Some of the comments that should be deleted are hateful, and some are repetitive. Lots are simply irrelevant to the discussion at hand.
“We can easily identify that and take it down,” he said. “I would say 95% of what we remove is undisputed, like no controversy whatsoever. But the 5% is down to perhaps 10 or 20 comments on a post. Then you can decide on your own how you want to flag it for leaving it on or deleting it manually.”
Ben Dror noted that Dota 2 got hacked recently and, at the same time, one of the esports leagues for the game got hacked as well.
“They hacked their organization and started posting on their behalf of a crypto scam. The reputation [problem] there is extreme. Now they may want to talk about security, but they also want to promote something,” Ben Dror said. “As a gaming company, you basically want to create games and create engagement. You don’t want to handle security answers and brand reputation risks. We basically take this off your plate.”

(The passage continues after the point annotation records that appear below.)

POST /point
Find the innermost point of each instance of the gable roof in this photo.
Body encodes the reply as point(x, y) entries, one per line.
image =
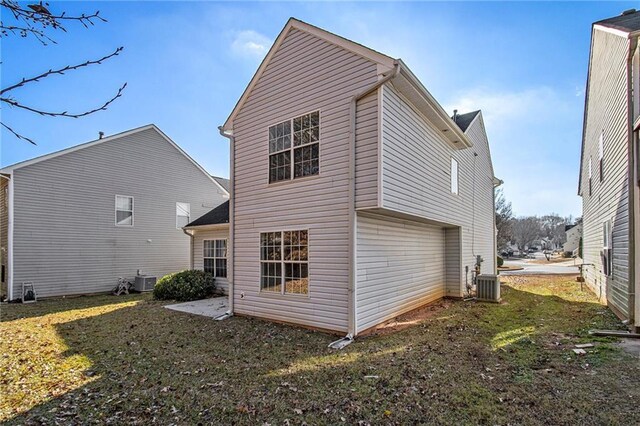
point(225, 183)
point(464, 120)
point(16, 166)
point(628, 22)
point(404, 80)
point(216, 216)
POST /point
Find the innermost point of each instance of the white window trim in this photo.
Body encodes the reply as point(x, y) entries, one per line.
point(282, 262)
point(456, 190)
point(226, 244)
point(292, 148)
point(133, 211)
point(188, 216)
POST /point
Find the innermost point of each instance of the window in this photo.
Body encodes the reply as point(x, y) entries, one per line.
point(601, 156)
point(454, 176)
point(183, 211)
point(284, 266)
point(124, 210)
point(607, 249)
point(298, 138)
point(590, 176)
point(214, 254)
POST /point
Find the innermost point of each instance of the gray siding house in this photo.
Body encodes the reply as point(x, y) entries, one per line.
point(609, 172)
point(356, 197)
point(76, 220)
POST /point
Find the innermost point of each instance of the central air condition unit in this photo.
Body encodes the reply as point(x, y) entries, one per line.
point(144, 283)
point(488, 288)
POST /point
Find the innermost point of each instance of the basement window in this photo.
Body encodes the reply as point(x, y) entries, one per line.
point(284, 263)
point(124, 210)
point(298, 138)
point(215, 257)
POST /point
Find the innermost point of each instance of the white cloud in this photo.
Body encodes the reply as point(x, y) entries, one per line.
point(250, 44)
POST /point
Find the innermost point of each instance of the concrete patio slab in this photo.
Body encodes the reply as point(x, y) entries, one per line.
point(213, 307)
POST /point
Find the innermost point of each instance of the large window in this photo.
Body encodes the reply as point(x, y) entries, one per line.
point(284, 263)
point(124, 210)
point(215, 257)
point(298, 138)
point(454, 176)
point(183, 212)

Ben Dror added, “If this is the number one risk to your brand, and this is the number one place all your friends are going to, it’s a matter of not if but when because you just don’t have the protection tools in place to do this yourself as a company.”
“There’s no human way possible for them to deal with the impersonations and the volume that they’re expecting,” Schechterman said. “A good example is someone pretends to be a support person and they’re helping with a technical problem. It’s hard to get hold of a human for such conversations, and so players may welcome a call from ‘tech support.’ They will offer credits and then ask for someone’s credit card information so they can send the credits.”